Caster, a foster parent since 1996, said, "I don't care how careful the screening is, the point is the system needs to support and keep in touch better with its foster parents so it really knows what's going on in our homes and with our kids.

"If I could wave a magic wand I would make sure there were an adequate number of social workers," Caster said. "Caseworkers are overloaded and burnout is high, but foster parents need to be able to communicate with somebody in the (CYFD) department. You can't get a phone call returned."

Pedraza, a foster parent since 1990, said last summer she recommended that social workers make weekly phone calls to foster parents just to make contact.

That recommendation never became reality.

Both Pedraza and Caster said they wonder how often anyone with Protective Services ever called Ulmer to see how she and the children were doing.

And they wonder whether new foster parents such as the Ulmers could have benefited with a mentoring system that would have paired them with seasoned foster parents.

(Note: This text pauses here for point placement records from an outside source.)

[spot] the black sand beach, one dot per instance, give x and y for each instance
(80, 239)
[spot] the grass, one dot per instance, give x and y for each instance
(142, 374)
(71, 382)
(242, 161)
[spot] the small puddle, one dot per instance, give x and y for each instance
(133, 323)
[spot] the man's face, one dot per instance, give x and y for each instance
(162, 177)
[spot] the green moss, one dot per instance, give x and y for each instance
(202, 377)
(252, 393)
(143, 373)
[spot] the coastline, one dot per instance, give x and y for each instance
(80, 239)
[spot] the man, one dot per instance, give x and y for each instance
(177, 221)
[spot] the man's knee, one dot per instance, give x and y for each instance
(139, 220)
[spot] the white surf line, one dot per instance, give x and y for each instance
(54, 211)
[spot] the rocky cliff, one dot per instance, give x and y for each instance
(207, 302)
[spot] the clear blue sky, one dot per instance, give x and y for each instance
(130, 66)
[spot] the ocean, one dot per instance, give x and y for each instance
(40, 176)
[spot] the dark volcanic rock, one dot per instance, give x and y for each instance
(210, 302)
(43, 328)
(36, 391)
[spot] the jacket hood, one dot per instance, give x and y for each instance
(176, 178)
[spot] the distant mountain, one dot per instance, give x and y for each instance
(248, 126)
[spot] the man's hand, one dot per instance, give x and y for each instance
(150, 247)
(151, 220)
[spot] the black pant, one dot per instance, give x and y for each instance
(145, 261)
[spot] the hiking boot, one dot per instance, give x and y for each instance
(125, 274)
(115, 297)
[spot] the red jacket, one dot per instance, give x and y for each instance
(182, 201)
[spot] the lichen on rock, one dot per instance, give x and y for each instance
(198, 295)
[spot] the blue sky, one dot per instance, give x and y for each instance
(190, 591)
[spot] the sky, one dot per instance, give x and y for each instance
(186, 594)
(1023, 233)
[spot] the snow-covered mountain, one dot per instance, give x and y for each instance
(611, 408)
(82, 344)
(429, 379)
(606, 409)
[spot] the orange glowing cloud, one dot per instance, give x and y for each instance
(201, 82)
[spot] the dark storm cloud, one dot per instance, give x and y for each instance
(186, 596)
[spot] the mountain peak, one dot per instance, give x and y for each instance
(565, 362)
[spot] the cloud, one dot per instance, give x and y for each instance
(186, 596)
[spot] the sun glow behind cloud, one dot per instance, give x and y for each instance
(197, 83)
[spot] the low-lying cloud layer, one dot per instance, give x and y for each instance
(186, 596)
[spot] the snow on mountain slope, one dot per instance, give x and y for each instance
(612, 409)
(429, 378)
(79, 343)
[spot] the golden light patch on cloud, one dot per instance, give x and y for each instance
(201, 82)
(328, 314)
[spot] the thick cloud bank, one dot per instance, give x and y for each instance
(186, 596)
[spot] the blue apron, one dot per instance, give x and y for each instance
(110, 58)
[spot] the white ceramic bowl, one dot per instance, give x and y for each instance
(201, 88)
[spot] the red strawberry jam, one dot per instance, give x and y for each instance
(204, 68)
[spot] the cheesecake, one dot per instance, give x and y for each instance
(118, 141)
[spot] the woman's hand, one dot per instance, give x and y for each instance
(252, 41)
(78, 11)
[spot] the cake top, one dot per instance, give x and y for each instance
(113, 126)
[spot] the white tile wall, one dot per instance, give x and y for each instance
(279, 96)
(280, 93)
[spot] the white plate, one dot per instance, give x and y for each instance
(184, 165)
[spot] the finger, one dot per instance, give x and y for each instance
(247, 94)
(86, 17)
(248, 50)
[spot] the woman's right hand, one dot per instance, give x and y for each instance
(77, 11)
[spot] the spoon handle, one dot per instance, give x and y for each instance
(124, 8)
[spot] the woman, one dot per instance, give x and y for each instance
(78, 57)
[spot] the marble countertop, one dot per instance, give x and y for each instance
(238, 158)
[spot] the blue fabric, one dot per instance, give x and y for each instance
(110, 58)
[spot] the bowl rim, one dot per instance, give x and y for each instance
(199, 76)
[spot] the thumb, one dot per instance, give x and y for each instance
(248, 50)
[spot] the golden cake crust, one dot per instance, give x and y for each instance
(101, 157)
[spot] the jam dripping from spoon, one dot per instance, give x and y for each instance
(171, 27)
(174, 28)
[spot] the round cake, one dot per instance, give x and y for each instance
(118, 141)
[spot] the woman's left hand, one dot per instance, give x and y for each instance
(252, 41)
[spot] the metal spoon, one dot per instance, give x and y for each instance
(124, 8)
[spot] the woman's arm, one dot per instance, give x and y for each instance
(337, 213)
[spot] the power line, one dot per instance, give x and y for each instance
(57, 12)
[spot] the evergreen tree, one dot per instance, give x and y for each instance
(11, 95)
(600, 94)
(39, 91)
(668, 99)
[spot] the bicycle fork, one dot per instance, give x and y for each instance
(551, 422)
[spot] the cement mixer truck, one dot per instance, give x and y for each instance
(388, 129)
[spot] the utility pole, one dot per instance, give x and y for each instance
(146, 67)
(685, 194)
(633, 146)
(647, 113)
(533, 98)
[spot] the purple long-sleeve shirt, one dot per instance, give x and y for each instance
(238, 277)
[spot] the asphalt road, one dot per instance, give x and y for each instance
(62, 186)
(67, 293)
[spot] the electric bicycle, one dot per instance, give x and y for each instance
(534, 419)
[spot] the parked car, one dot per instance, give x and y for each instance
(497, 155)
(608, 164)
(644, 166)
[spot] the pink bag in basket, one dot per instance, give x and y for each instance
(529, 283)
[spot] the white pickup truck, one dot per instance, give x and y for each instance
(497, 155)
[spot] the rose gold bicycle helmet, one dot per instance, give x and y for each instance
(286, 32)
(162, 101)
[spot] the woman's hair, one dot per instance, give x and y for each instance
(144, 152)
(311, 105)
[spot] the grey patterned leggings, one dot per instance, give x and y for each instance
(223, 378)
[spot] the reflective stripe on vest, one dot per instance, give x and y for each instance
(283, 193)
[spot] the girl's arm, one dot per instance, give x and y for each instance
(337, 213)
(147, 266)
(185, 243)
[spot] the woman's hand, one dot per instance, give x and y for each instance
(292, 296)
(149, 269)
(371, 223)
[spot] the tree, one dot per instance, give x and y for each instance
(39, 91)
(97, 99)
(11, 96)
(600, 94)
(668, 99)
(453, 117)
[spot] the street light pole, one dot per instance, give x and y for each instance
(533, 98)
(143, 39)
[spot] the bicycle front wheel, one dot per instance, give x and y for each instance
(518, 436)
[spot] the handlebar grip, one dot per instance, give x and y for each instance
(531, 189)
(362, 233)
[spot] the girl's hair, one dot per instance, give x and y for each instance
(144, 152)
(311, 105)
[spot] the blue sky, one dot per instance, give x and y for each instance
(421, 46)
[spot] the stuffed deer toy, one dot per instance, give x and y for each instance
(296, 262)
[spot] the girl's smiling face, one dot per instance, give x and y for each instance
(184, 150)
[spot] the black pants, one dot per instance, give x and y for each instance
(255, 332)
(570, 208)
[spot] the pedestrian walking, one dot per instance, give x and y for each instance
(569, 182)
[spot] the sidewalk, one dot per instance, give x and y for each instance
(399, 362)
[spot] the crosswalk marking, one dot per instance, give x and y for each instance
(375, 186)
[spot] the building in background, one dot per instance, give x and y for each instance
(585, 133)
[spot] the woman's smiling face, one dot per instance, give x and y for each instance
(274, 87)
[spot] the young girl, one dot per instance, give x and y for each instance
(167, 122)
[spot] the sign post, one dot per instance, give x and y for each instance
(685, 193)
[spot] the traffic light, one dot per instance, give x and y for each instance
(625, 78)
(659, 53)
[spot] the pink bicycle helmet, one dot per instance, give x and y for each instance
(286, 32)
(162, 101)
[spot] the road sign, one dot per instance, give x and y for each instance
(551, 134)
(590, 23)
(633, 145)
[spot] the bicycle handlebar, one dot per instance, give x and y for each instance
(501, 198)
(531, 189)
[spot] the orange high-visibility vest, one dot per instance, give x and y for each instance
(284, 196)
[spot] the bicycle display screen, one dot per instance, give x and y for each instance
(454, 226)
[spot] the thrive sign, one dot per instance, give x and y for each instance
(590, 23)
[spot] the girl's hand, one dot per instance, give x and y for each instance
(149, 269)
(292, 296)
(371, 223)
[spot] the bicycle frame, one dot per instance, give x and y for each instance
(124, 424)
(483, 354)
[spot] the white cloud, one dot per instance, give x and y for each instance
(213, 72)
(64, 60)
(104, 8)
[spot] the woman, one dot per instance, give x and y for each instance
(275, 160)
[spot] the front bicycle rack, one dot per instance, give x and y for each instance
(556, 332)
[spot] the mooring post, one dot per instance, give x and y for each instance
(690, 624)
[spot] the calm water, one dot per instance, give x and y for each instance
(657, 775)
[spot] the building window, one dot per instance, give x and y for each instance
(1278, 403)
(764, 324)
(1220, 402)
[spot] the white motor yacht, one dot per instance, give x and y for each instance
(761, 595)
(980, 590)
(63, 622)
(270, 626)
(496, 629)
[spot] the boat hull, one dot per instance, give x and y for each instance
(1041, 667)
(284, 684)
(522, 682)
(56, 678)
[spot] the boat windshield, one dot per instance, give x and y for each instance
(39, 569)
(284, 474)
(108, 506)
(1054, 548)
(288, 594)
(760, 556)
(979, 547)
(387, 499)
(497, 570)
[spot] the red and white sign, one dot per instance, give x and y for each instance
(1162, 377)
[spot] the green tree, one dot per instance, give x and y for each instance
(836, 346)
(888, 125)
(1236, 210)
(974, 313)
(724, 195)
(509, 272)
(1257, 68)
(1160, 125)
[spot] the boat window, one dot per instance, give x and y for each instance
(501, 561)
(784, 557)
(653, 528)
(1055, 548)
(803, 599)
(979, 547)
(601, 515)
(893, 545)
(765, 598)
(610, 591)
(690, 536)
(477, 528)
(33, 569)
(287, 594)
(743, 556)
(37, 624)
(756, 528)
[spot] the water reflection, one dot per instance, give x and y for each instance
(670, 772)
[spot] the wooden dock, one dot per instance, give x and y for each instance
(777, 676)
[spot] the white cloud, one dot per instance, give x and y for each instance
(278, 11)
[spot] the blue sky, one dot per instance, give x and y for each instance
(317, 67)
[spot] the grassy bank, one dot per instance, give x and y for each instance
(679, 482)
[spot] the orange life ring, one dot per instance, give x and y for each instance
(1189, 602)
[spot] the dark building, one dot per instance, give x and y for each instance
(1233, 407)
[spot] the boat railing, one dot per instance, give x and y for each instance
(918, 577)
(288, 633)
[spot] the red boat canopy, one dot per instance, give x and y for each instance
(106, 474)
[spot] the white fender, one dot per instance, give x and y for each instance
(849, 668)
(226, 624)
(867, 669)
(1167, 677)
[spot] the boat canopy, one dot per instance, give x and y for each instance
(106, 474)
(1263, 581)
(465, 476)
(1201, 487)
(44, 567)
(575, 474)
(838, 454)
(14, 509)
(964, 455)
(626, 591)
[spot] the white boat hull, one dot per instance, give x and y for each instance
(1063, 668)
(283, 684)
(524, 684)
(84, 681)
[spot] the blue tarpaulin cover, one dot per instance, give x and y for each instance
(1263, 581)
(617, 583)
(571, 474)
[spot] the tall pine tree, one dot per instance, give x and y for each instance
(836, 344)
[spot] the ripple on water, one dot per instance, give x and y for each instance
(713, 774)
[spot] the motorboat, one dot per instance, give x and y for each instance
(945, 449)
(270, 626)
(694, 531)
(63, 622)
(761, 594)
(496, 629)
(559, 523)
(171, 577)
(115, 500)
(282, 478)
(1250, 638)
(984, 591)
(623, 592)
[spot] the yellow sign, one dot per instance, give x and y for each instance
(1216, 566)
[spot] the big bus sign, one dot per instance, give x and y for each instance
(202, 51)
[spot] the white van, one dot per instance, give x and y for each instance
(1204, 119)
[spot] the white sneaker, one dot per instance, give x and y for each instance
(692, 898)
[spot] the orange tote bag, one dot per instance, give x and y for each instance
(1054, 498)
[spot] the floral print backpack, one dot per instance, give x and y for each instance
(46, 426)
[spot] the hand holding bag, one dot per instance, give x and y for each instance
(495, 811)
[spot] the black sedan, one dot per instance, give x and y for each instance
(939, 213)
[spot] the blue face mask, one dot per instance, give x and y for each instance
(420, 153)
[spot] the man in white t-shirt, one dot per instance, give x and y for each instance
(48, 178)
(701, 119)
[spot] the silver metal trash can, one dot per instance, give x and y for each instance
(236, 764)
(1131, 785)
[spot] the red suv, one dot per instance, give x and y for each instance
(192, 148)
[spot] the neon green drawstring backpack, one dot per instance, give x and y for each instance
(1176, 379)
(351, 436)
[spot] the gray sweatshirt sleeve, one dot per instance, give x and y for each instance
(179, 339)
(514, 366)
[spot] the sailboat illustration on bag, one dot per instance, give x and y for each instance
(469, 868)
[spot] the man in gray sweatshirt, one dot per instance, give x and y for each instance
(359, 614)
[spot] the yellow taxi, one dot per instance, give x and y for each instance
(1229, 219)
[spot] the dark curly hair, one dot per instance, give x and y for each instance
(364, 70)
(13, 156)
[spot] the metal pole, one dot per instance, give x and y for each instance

On Friday and Saturday, social workers were calling their foster families in Bernalillo County to ask them for suggestions on what could be done to improve the system.

"I learned more from other foster parents than I ever learned in any CYFD training," Caster said.

Hartz said suggestions like those from Pedraza and Caster, as well as those received as a result of the phone calls, will be considered.

Neither Hartz or Strawniak said they could discuss what might have happened to Alex had he lived.

But an attorney familiar with the case said Alex was expected to be returned home to his biological mother, who had turned her life around and was doing what she needed to do to provide a safe and nurturing home for her son.

"It was going to be a real success story," the attorney said.

But there is plenty of blame to go around for Alex's death.

"This isn't just one person's fault," Caster said. "It's the biological mom's for doing whatever she did to lose her child in the first place. It's the state. It's the department for overwhelming its social workers and ignoring its foster families. It's the caseworkers for not returning phone calls when we're stressed out with children that come to us with some pretty heavy emotional baggage. It's a society that has made people out there who hurt kids and who make it necessary for foster care in the first place."